Au cours d’un tumultueux conseil de guerre présidé par le prince Menschikoff, les chefs des corps d’armée et les amiraux soutinrent passionnément leurs opinions diverses ; l’amiral Korniloff et plusieurs désiraient tenter la fortune d’une bataille navale, les autres voulaient couler les vaisseaux et les frégates afin d’employer le personnel et la puissante artillerie de ceux-ci aux défenses de la place même ou des forts.

Le dernier avis prévalut, on le sait. Et dans une ville déjà tout armée, cette détermination mit en ligne chez les Russes plus de vingt mille marins et deux mille canons de gros calibre.

Les alliés changèrent donc leur plan de campagne, puisque les flottes ne devaient plus aider à l’attaque, au moins quant à présent.

Après la bataille de l’Alma, le commandant en chef de l’armée russe organisa une défense formidable. Jour et nuit des milliers de travailleurs fortifiaient les tours, les forts, en construisaient de nouveaux. Les bouches inutiles furent renvoyées. Nous avions coupé les canaux qui apportaient à la ville les eaux des collines environnantes ; mais quantité de puits existaient à l’intérieur. Nous occupions le point de jonction de la route la plus directe entre Sébastopol, Simféropol et par conséquent Saint-Pétersbourg.

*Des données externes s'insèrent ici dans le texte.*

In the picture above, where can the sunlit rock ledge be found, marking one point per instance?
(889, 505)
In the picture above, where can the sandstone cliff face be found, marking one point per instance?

Mais le prince Menschikoff s’assura l’autre route, celle qui contourne la presqu’île, car nous ne pûmes jamais songer à investir complètement Sébastopol. À Paris, on poursuivit cette idée tant que dura la guerre : « Investir la place attaquée et la livrer à ses seules ressources, puisque ses défenseurs avaient eux-mêmes condamné leur ravitaillement par mer. »

Trois généraux en chef se succédèrent en Crimée, tous trois jugèrent cet investissement impossible, et le maréchal Vaillant, alors ministre de la guerre, se rangea constamment à leur opinion.

L’armée russe resta donc en communication avec le centre de l’empire, dont elle recevait vivres et munitions. Des troupes arrivèrent sans cesse pour remplacer les morts et les malades, dont la quantité augmenta de jour en jour.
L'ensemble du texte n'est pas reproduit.